Malta tops asylum recognition rates
An immigrant landing on Malta’s shores last year had twice the chance of being granted international recognition than in any other EU member state.
Data published yesterday by Eurostat shows Malta retained top position in 2011 by granting asylum status to 55 per cent of applicants.
Greece, which is also seeing a flood of irregular immigrants, only granted asylum to 2.1 per cent and the EU as a whole recognised one out of every four applicants.
Malta’s “positive” recognition rate also has a negative impact on a highly densely populated island, which has to cater for high numbers of asylum seekers.
According to EU officials, Malta’s high recognition rate is not linked to any “lenient” benchmarks by the local authorities but is due to where the asylum seekers are from.
“Unlike other member states, Malta’s applicants are mostly coming from sub-Saharan Africa in which case many of them are immediately recognised as in need of international protection according to international rules.
“These include countries with ongoing wars and conflicts such as Somalia, Sudan and Eritrea,” the officials said.

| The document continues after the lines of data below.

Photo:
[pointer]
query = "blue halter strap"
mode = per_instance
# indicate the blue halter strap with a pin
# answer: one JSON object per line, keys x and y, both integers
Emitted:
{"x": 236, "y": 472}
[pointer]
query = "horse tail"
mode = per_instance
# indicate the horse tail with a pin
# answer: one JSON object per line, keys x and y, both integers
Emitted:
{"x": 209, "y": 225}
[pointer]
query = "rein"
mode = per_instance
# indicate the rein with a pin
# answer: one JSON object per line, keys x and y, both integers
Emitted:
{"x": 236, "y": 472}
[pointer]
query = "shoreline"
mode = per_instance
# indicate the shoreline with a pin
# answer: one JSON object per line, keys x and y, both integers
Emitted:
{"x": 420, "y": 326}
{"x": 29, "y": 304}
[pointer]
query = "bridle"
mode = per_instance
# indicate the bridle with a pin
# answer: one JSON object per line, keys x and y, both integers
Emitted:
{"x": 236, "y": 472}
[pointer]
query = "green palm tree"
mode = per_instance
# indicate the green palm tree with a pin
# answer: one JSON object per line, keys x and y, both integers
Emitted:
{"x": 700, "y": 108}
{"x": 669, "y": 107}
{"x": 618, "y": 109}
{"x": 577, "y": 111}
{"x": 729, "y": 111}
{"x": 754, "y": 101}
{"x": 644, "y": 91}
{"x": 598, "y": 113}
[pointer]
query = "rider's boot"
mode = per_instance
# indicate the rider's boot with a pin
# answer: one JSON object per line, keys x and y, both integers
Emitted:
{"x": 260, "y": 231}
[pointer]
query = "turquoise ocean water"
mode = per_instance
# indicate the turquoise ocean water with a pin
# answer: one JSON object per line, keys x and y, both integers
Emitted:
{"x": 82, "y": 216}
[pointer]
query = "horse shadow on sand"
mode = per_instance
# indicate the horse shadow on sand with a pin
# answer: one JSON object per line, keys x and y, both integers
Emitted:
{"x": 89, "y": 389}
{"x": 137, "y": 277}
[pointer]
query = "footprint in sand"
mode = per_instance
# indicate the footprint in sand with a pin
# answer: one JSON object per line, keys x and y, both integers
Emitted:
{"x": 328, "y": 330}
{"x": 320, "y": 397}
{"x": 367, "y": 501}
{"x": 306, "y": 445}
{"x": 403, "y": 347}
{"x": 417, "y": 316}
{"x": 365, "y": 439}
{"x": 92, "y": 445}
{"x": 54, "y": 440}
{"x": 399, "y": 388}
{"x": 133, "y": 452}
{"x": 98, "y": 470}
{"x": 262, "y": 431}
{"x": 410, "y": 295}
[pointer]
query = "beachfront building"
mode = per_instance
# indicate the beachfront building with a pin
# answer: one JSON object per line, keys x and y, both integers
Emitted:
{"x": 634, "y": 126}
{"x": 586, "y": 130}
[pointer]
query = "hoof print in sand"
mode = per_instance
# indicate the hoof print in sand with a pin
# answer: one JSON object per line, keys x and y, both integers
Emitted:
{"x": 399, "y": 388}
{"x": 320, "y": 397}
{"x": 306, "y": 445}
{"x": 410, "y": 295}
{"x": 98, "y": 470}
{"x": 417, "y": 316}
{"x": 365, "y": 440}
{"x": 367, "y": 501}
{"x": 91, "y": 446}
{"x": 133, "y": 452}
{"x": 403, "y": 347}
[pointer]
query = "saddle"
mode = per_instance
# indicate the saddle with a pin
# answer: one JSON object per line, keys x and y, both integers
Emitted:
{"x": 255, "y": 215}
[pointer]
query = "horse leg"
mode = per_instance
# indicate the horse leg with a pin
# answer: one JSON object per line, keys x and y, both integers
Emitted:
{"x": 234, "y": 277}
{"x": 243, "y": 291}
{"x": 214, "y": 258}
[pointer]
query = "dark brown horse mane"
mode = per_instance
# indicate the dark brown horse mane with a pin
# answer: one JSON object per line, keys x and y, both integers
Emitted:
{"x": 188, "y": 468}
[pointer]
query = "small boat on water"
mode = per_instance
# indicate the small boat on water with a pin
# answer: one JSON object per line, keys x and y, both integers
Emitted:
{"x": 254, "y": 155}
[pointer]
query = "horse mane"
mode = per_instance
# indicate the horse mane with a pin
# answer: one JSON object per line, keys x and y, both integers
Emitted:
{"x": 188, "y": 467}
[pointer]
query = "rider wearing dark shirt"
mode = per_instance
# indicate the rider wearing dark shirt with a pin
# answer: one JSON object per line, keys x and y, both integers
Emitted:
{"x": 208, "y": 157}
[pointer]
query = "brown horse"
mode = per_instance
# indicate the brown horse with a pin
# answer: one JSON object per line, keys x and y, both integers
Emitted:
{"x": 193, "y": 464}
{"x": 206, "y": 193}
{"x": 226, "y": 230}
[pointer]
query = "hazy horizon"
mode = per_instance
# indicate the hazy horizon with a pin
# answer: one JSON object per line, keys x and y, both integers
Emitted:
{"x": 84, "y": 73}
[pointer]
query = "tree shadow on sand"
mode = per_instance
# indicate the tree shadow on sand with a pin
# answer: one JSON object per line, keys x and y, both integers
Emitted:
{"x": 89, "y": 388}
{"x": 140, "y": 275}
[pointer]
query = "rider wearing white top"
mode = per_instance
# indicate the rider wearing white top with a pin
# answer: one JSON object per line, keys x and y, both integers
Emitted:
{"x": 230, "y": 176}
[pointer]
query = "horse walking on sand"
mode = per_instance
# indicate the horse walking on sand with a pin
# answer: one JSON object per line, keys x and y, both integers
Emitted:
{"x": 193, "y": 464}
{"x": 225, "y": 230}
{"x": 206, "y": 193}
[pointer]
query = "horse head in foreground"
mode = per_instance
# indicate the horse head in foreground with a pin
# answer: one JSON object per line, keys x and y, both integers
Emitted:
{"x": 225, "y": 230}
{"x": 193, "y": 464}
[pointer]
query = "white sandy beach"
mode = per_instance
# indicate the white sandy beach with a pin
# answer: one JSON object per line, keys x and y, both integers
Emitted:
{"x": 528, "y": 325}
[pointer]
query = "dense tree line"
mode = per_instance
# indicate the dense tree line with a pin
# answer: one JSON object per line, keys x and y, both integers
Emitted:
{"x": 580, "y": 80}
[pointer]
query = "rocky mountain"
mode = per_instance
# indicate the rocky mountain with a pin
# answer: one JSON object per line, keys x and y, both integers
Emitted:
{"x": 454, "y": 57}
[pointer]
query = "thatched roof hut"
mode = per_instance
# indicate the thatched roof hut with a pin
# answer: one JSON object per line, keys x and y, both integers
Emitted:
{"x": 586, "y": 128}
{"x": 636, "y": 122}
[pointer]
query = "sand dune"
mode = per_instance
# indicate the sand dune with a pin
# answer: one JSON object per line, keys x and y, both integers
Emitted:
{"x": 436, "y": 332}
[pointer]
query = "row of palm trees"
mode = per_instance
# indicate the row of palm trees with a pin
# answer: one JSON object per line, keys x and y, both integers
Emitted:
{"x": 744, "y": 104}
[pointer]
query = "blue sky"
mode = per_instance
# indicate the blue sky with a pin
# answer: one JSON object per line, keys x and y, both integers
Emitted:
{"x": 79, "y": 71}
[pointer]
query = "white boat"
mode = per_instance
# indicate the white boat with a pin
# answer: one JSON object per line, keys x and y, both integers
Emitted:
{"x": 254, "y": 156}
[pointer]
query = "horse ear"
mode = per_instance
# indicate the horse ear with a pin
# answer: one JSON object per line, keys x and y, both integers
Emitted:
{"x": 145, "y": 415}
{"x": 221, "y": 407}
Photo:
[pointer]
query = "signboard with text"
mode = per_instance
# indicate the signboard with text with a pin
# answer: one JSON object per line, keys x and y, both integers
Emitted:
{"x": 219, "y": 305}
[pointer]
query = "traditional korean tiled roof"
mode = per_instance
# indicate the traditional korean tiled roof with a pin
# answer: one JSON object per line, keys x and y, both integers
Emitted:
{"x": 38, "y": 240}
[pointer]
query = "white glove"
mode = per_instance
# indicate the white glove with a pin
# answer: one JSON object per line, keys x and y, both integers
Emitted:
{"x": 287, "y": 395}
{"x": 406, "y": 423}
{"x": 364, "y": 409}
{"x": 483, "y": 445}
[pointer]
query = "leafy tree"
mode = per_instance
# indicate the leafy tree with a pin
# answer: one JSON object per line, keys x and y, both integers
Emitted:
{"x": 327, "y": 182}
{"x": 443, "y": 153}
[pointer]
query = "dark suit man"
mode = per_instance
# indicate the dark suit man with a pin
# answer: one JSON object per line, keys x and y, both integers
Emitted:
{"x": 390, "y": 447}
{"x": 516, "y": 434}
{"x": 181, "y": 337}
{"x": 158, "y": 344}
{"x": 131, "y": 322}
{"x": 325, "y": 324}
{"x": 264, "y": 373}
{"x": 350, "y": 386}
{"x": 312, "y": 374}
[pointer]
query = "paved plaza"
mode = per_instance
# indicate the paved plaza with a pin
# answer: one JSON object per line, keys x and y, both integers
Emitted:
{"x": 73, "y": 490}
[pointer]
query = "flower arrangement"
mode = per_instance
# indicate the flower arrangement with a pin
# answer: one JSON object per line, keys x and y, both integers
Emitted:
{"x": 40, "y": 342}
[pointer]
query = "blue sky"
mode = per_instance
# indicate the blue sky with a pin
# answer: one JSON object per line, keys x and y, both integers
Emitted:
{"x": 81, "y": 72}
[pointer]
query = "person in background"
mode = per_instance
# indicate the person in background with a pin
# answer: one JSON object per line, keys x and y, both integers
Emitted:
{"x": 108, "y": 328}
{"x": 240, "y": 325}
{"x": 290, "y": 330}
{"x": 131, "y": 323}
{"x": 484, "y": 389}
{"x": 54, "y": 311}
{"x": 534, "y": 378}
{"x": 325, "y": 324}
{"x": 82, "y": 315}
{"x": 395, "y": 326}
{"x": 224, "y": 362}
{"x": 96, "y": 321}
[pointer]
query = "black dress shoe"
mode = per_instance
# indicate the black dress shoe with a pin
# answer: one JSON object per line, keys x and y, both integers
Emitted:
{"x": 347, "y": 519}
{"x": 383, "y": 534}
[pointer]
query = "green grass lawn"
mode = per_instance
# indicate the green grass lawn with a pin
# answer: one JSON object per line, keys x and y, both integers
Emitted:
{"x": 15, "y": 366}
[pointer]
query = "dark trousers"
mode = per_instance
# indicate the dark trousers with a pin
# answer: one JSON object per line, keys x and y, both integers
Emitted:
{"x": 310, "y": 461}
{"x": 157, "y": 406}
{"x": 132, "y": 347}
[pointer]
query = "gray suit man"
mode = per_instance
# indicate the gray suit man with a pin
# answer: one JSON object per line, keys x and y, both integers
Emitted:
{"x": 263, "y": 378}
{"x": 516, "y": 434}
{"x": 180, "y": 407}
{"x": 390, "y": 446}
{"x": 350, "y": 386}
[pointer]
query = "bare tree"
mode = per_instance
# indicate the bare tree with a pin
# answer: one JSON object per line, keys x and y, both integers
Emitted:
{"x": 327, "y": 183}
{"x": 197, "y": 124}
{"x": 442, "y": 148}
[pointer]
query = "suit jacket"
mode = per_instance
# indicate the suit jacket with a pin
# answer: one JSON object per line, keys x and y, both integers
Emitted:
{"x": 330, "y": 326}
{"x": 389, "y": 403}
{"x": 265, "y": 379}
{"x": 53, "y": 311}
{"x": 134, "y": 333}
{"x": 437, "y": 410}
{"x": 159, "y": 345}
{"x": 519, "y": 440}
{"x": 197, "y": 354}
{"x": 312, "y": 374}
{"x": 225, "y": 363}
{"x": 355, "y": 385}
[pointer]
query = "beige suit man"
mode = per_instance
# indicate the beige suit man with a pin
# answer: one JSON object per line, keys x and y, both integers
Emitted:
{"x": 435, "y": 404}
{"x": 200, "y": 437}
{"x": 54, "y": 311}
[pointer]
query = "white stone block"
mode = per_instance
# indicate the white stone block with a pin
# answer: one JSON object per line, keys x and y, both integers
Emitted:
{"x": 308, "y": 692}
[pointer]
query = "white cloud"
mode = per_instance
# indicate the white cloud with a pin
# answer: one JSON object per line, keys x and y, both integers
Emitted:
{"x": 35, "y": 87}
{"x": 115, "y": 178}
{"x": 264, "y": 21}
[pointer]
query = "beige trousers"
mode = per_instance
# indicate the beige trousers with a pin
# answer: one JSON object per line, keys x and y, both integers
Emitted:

An analysis of the asylum recognition granted by Malta last year shows that out of 888 new recognitions, 45.9 per cent were given to those claiming to be from Somalia, almost 30 per cent to Eritreans and another five per cent from Sudan.
Last year’s trend is similar to previous records where Malta’s recognition rate also topped the EU-27 rate with 65.7 per cent in 2009 and 60 per cent in 2010.
The difference is in 2010 when Malta had just 350 applicants, while last year the total soared to 1,605.
Since January, 900 immigrants have already made it to Malta from Libya. Almost all try their luck and apply for asylum recognition while those who are not recognised still take months and even years to leave due to a very heavy bureaucratic system to have them repatriated.